Литовченко, командир шестой «двадцатки» в моей роте, перевязывала солдата. Я подбежал к ней, в надежде узнать, жив ли радист и где он.
– Литовченко! – вокруг все грохотало. Я даже не слышал своего голоса.
– Да, товарищ командир? – она подняла голову, продолжая перевязывать лицо раненому солдату.
– Вы радиста видели? Мне нужен радист!
– Нет! А хотя… – она закончила перевязывать и посмотрела в сторону. – Он с Севцовым спускался, чуть дальше! Ищите там!
По пути я все думал, смогу ли я настроить сам радиостанцию, если радист все же убит? Мне объясняли, как нужно с ней работать, ничего особо трудного не было, но опять же, ты не можешь быть уверенным, не опробовав аппаратуру на практике. Пока думал, добрался до Родиона. Он сидел на краю дороги, шквально стреляя в сторону врага, а когда патроны закончились, спустился вниз.
– Темка! – крикнул он, увидев меня. – Мать твою за ногу, живой! Что делать будем?
Родион сел на колено и стал менять диск ручного пулемета. Я пригнулся от взорвавшейся недалеко на дороге мины и, оглушенный взрывом, сказал:
– Мне радист нужен! Саша сказала, ты с ним спускался! Где он?
– Саша? – удивленно посмотрел на меня Родион. – А, Литовченко, что ли? Спускался, да, но где сейчас – черт его разберет! Поищи чуть дальше, может там, а я наверх.
– Иди, только осторожней!
Родион полез наверх, а я побрел дальше, как раз проходя мимо артиллерийского орудия. До этого мне еще не доводилось быть в такой близости к артиллерии, и когда оно, орудие, выстрелило буквально в пяти метрах от меня, в голову ударил звон и волна от выстрела. Я схватился за голову и упал на колено. Ко мне быстро подбежал заряжающий орудия.

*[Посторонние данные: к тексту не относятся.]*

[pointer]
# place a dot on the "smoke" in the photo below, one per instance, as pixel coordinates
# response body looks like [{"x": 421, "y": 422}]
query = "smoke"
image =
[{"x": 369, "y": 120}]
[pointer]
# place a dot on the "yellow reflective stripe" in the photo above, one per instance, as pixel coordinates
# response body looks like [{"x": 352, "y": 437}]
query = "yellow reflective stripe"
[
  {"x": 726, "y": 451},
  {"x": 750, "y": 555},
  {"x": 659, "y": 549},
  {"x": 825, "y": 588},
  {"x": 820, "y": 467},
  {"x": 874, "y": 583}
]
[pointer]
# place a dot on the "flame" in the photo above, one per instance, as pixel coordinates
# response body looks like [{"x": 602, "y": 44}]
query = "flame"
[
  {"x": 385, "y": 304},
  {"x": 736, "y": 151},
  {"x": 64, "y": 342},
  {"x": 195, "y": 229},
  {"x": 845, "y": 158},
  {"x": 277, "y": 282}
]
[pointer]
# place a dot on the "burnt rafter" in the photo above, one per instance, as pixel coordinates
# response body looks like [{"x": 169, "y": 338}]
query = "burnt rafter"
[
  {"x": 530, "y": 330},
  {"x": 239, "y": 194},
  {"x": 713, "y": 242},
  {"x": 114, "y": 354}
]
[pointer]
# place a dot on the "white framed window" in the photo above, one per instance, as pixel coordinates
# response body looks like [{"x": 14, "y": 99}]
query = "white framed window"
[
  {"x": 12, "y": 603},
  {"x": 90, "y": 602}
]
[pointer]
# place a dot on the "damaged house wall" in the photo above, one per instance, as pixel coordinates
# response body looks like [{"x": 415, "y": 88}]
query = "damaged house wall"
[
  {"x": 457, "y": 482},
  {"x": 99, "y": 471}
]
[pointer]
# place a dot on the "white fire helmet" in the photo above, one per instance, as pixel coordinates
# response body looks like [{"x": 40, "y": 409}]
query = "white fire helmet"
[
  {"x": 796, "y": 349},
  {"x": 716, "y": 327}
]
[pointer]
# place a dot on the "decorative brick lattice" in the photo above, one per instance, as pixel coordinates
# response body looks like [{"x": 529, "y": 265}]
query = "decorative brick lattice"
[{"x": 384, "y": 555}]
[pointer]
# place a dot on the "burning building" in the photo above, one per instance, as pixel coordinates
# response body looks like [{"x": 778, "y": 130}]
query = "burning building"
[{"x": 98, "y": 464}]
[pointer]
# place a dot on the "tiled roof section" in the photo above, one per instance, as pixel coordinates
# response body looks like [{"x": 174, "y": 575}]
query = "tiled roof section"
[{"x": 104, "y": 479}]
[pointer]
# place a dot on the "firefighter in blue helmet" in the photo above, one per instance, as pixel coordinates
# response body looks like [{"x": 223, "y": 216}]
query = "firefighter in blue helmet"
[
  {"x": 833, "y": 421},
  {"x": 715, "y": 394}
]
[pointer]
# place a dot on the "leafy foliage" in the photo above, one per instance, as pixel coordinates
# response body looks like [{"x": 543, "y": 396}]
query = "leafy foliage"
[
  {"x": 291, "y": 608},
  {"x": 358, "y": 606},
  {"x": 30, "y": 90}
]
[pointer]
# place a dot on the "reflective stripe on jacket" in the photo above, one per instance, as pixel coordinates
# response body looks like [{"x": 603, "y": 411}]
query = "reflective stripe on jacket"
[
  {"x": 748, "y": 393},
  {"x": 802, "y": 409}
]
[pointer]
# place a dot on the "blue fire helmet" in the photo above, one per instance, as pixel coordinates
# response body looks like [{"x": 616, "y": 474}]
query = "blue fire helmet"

– Товарищ лейтенант, вы ранены?
– Нет-нет… – ответил я. – Просто голова. Я в порядке, сержант, спасибо. Продолжайте вести огонь.
– Так точно!
Сержант убежал обратно к орудию, а я продолжил движение. Наконец, я увидел радиста. Он сидел со станцией и судорожно пытался наладить связь. Я подбежал к нему.
– Товарищ сержант, нужна поддержка артиллерии! Свяжитесь с «Катюшами» в конце колонны! Нам нужны «Катюши»!
– Пытаюсь, товарищ лейтенант! Связь ни к черту! Пытаюсь!
– Пытайся, пытайся, дорогой! – я внезапно перешел на «ты». – Я наверх! Если что-то будет не так – зови!
– Есть, товарищ лейтенант!
Я подлез к краю дороги. С другой стороны, с рощи, уже шли немецкие солдаты. Я снял ППШ с предохранителя и начал стрелять короткими очередями. Вокруг был просто ад. Целые, или хотя бы стреляющие танки обстреливали рощу, солдаты стреляли с края дороги, машины горели. Но, несмотря на огонь, немцы упрямо подходили все ближе к дороге, и этому я не мог найти адекватного объяснения. Скорее всего, так мне показалось, что в отчаянной атаке на вражескую колонну немцы, потерявшие всякую надежду на спасение, решили уничтожить как можно больше советских солдат. Из-за дымовой завесы, которую они, немцы, поставили в самой середине рощи, было невозможно в кого-либо попасть, стрельба велась на вспышки выстрелов, какие-то образы, мелькающие в дыму. Заградительным огнем красноармейцы время от времени заставляли фашистов залечь. Спустя минуты две такого хаоса ко мне снизу подполз радист.
– Товарищ командир!
Снаряд миномета разорвался в каких-то десяти метрах от меня, мне на каску посыпался щебень и земля, в голову ударила взрывная волна, спасло мое положение, я удобно лег с краю дороги, она скрывала большую часть туловища. Отряхнув голову, я повернулся.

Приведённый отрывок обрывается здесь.